Scientists at LJI, in collaboration with researchers at the J. Craig Venter Institute, were the first to publish an analysis of potential SARS-CoV-2 epitopes vulnerable to the human immune system. Since then, COVID-19 research at LJI has shed light on how both CD+8 and CD+4 T cells respond to the SARS-CoV-2 virus. These findings can inform vaccine efforts. Scientists at the institute have analyzed mutations in the SARS-CoV-2 virus. Additional COVID-19 projects at the institute include research to understand how the virus affects white blood cells called monocytes and research into multisystem inflammatory syndrome in children (MIS-C).

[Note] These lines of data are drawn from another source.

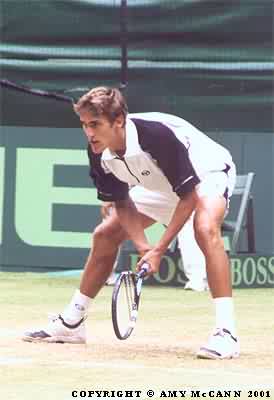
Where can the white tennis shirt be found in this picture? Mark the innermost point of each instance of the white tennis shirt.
(164, 153)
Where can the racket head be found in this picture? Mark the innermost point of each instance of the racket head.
(125, 302)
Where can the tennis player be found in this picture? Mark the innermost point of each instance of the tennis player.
(174, 171)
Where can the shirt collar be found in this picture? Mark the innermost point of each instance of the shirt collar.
(132, 143)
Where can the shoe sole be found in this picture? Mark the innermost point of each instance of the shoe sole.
(54, 339)
(204, 355)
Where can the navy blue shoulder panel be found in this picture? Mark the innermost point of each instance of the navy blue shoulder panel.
(171, 155)
(109, 188)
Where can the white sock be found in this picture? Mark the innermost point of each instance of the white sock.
(224, 313)
(77, 308)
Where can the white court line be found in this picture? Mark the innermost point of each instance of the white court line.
(125, 365)
(13, 361)
(193, 371)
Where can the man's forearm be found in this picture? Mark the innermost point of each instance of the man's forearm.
(130, 221)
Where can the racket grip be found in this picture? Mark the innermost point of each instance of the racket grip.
(143, 271)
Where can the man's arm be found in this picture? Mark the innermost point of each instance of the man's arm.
(183, 211)
(130, 221)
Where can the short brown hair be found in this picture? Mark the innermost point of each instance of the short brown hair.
(103, 100)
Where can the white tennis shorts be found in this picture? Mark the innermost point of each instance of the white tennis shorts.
(160, 206)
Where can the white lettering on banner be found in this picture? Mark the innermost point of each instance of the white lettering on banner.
(2, 176)
(262, 270)
(35, 195)
(249, 270)
(271, 269)
(236, 271)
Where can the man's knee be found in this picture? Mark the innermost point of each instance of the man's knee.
(109, 231)
(207, 234)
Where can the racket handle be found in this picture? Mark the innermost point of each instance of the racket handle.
(143, 271)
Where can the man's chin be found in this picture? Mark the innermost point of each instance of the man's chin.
(97, 149)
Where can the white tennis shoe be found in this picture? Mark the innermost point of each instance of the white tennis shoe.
(58, 331)
(221, 345)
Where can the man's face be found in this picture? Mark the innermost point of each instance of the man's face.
(100, 132)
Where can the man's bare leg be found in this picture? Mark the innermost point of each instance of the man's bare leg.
(208, 219)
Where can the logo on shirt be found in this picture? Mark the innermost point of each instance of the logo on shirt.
(145, 172)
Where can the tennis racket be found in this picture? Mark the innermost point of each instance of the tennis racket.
(125, 301)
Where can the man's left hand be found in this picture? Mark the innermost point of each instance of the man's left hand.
(153, 258)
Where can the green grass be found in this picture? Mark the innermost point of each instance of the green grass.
(160, 355)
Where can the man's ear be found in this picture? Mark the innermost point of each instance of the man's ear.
(120, 120)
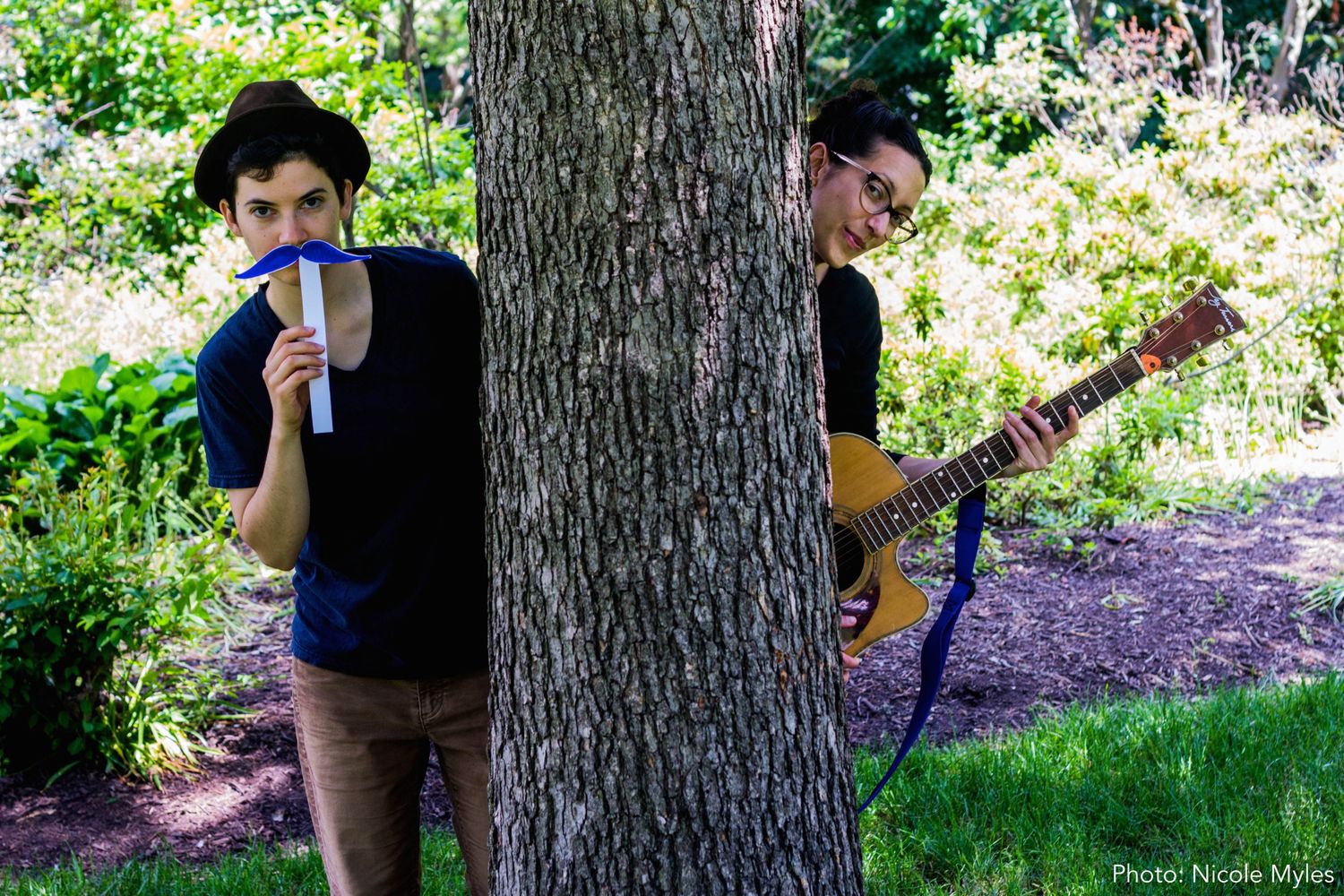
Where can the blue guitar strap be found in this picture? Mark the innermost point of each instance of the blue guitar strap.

Researchers at LJI have established several international research partnerships, including research collaborations in Nepal to study flavivirus infection, collaborations in Sierra Leone to study hemorrhagic fever viruses., and a collaborative program in Italy to exchange trainees and advance biomedical research programs at Link Campus University in Rome.

== Recognition ==
Scientists at La Jolla Institute for Immunology have been recognized on Clarivate's annual "Highly Cited Researchers" list. Seven LJI researchers were among the top cited researchers in 2025. Twelve LJI researchers were named to the list in 2024, seven in 2023, six in 2021, four in 2019, and two in 2018, among other years.